Director – Power Systems
I attended SuperComputing 2016 in Salt Lake City, and I was amazed!
The attendance was over 16,000, with people from all over globe, there were in-depth lectures and sessions over 4 days, along with over 3 football fields of exhibits. The exhibits ranged from Universities, hardware component providers (eg. GPUs, FPGAs, switches, storage, etc), software providers (eg. Redhat, SUSE, Nice, etc.), and major players in supercomputing like Nividia, Mellanox, Intel, Lenovo, Dell, and IBM.
IBM was very impressive, with their presence of systems, storage, technology, and innovation, offering two days of sessions on various aspects of supercomputing (i.e., HPC).
IBM Systems: IBM showcased the 822LC systems with integrated NVLink to 4 Nividia P100 GPUs, 20 cores of POWER8, and 1 TB of RAM. Sandia Labs gave outstanding presentations on the performance results of these systems that they are using for various HPC workloads.
IBM Storage: IBM showcased the Spectrum Scale storage to provide the massive capacity and performance support that is needed for supercomputing.
IBM Technology: IBM showcased Power CAPI, CAPI-2 in POWER9, and the coming OpenCAPI. CAPI has been around on POWER8 since the announcement of POWER8, and OpenCAPI takes the concept further in POWER9. In OpenCAPI, the interface in POWER9 will enable coherence to a range of attached accelerators like GPUs, memory, NVMe, adapters, ASICs, etc., via an open standard. With POWER9, which was also showcased by IBM, coming very soon (2017) OpenCAPI will enable another boost in performance by enhanced coherency between accelerators and cache in the processors. IBM has also announced the OpenCAPI Consortium where members can cooperate in creating OpenCAPI devices, software, and connections.
IBM Innovation: I think the main “innovation” that IBM was presenting was POWER9 and the “Open” consortiums of Power and CAPI, as well as what they are producing, and what they will produce. IBM has created a programming model and framework for FPGAs and CAPI that will enable C and C++ programming to utilize the capabilities of ASICs. Previously, the programming by vendors (eg., Redis Labs) could have been considered very low level and complex. The new CAPI SNAP (CAPI Storage, Networking, and Acceleration Programming) framework will be available to everyone on Github soon. For a view of CAPI accelerators available today, see ibm.biz/powercapi_examples.

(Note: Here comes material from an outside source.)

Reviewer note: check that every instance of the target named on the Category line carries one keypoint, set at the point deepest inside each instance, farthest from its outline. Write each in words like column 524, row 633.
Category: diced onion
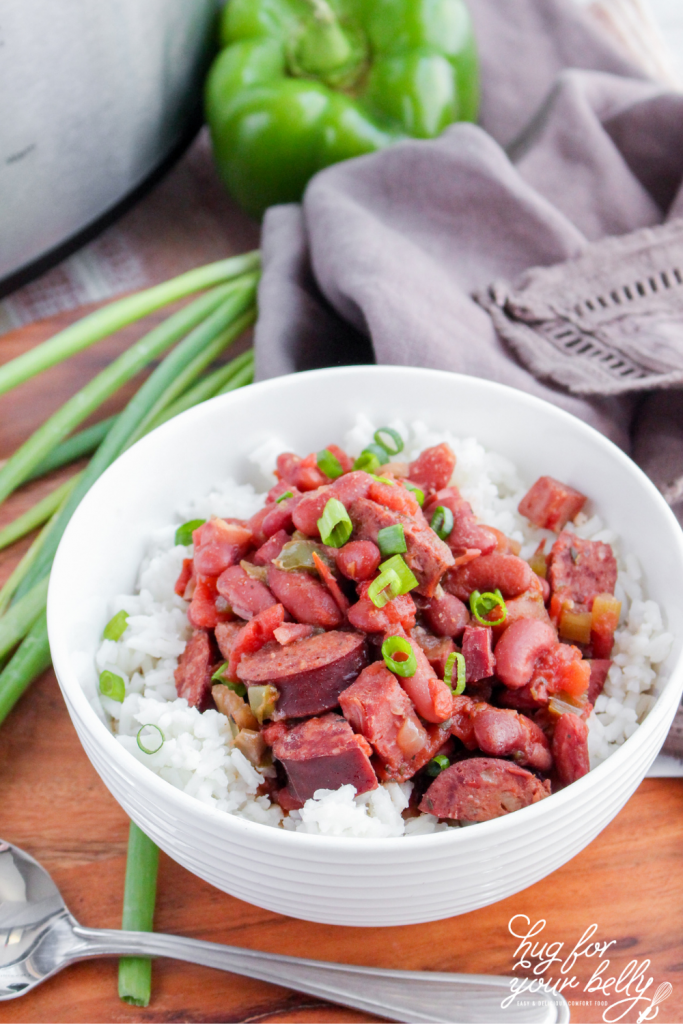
column 407, row 665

Also you can Google CAPI for many other references and technology views.
IBM Sessions on SuperComputing: IBM offered two days of no-charge sessions, on various aspects of supercomputing and HPC. These introduced the topics of Machine Learning (ML), Deep Learning (DL), cognitive, analytics, Watson, and the future needs based around Big Data. As this topic is very broad and insightful, I will comment on that in another blog soon.
In summary, SuperComputing 2016 in Salt Lake City as awesome!
The next Supercomputing will be in Denver, in 2017. I highly recommend your attendance, as supercomputing is not just for shooting rockets to Jupiter and Pluto (yes… it is a planet again!!), but rather, high-speed computing is becoming a reality in all forms of business and business transformation.